Correspondents say Wah, in the province of Punjab, is a strategically important town normally under heavy security as it is home to a large industrial complex producing conventional arms and ammunition.

Local police chief Nasir Khan Durrani told : “Many others have been injured and we expect casualties to rise in the coming hours.

“At least 25 people have been critically injured.”

Mr Durrani said none of the dead was military personnel.

‘Disturbing’

The first blast took place outside the gate of the factory as workers were leaving work during a shift change.

Minutes later, another blast took place at another gate of the same factory.

Pakistan's Al-Zarar tanks are made at Wah

Tanks used by the Pakistani army are made at Wah

Mohid Ahmed, a student from Wah, was on a tour of the ordnance factories and witnessed the immediate aftermath of the blast from his bus.

“It was very disturbing,” he told.

“There was smoke, bodies and blood. Those who were left alive were in great suffering. I saw a man clutching his leg and crying in pain and asking for help. I saw people running away from the scene.”

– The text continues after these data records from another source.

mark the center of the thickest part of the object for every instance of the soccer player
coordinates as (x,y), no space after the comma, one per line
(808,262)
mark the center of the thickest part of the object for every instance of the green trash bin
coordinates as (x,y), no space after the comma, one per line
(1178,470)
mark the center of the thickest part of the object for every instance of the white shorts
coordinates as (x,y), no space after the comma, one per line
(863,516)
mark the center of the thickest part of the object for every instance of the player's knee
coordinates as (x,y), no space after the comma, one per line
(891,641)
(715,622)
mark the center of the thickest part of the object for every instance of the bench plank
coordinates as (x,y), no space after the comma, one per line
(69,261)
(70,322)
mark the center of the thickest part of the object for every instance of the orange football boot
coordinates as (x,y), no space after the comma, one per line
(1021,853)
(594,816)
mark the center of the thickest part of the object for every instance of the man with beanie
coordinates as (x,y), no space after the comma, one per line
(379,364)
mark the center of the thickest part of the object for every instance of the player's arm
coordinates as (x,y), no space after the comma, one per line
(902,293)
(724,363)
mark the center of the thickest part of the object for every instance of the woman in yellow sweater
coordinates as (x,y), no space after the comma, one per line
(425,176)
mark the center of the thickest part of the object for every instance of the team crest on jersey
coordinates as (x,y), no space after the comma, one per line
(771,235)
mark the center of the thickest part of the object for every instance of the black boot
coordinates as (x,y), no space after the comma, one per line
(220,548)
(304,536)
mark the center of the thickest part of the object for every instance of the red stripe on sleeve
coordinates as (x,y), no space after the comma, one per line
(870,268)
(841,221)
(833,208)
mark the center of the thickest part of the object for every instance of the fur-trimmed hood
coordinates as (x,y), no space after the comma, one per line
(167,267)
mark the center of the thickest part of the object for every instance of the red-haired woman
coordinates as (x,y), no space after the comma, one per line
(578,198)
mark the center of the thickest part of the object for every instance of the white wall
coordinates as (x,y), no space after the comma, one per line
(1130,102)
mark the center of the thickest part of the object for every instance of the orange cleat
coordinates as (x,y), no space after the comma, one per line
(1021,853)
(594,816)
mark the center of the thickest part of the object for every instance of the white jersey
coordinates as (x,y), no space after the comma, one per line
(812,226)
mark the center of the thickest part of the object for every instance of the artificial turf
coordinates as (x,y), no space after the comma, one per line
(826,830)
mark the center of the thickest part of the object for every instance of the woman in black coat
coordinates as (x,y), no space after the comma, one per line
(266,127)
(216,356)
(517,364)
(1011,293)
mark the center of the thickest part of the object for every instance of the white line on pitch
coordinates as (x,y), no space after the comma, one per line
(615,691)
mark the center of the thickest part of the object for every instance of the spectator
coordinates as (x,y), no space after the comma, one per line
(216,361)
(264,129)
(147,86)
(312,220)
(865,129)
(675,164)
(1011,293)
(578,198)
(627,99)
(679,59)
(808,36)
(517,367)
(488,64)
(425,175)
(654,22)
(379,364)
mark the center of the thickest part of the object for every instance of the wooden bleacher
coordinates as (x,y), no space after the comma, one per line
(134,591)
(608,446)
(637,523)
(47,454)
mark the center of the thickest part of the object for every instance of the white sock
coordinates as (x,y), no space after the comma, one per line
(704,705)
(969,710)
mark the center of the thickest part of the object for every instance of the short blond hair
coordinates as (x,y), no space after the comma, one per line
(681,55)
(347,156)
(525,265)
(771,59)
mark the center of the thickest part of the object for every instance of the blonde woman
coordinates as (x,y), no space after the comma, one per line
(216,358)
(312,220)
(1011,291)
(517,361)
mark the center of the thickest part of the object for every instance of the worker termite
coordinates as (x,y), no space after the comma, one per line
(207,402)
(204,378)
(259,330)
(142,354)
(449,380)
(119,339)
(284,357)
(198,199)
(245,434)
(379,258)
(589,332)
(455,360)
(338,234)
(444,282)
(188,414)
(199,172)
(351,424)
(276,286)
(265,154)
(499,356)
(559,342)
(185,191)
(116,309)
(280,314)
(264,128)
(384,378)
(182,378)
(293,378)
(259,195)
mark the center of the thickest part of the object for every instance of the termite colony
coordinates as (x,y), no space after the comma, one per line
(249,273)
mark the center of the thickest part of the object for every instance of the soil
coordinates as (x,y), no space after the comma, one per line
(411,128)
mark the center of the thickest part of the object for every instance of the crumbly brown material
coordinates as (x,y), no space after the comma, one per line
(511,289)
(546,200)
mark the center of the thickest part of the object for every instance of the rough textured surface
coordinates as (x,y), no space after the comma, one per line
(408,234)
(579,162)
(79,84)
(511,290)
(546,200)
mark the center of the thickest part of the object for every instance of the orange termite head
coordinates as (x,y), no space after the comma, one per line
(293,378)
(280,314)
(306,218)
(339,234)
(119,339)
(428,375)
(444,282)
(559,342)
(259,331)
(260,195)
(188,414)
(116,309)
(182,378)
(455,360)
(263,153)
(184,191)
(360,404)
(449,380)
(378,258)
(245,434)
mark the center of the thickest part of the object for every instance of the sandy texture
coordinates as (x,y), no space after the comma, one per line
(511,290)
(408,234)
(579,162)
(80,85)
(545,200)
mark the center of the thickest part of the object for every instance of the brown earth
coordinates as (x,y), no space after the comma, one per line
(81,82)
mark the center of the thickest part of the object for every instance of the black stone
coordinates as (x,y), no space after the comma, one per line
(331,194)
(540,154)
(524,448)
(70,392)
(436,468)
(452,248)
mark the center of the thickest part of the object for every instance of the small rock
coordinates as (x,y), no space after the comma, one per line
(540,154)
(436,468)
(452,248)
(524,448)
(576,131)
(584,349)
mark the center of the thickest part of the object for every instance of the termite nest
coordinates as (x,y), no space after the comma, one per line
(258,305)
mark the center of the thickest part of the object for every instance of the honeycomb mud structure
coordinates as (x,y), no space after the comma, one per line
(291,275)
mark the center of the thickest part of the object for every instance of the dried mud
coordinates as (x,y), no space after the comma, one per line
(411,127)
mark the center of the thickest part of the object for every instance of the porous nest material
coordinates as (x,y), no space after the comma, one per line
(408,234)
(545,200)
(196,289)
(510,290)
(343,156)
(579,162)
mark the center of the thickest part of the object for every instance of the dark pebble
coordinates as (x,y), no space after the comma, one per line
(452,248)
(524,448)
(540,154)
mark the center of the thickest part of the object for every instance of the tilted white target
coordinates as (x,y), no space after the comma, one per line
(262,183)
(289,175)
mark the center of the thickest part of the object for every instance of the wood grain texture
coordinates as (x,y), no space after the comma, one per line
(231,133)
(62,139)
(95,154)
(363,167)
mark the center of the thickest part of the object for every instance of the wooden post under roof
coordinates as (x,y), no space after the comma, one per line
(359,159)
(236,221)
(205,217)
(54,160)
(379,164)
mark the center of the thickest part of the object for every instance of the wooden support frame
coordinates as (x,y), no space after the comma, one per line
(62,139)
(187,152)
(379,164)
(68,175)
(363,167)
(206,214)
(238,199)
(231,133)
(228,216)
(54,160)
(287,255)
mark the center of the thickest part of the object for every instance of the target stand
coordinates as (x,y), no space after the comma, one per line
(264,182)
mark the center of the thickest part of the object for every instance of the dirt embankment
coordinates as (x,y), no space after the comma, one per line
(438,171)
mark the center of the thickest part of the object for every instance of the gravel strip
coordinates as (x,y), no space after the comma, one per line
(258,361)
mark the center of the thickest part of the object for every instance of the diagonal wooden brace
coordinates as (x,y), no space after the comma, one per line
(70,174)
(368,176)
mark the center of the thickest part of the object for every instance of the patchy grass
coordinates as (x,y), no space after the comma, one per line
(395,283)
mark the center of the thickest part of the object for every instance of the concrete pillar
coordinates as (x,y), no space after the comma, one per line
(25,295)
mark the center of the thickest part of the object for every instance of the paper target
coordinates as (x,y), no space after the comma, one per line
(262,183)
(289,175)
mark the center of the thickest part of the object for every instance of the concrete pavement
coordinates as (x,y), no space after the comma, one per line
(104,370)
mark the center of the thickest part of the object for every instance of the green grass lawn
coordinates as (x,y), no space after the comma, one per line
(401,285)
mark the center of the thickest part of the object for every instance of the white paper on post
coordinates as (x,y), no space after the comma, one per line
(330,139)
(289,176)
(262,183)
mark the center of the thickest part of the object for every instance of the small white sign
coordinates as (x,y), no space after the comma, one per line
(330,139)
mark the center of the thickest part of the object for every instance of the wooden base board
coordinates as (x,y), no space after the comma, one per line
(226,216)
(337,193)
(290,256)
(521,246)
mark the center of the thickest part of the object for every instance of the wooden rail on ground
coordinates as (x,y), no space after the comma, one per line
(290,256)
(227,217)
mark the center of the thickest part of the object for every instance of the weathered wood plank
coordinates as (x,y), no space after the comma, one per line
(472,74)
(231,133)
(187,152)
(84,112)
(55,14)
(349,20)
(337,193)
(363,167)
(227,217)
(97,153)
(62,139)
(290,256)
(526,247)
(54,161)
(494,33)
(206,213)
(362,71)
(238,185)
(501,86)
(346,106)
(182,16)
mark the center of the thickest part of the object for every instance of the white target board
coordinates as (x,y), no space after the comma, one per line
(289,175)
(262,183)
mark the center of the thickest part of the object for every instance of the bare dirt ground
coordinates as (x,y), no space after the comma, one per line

On Tuesday, 32 people were killed in a suicide attack on a hospital in the northern town of Dera Ismail Khan.

It is the second recent direct attack on a Pakistani military installation.

Last September, 17 officers and soldiers were killed in a suicide attack on a special forces base in the nearby town of Tarbela-Ghazi.

The ordnance factories at Wah lie on the road into Pakistan’s troubled north-west, where fighting between security forces and Islamic militants has raged in recent weeks.

Established in the early 1950s, it is a sprawling complex manufacturing everything from tanks and small arms to artillery shells.

Militants have often threatened to increase the level of violence unless the army pulls back from tribal areas close to the border with Afghanistan.

On Monday, President Musharraf, a key ally of President Bush’s “war on terror” resigned after nine years in power to avoid being impeached.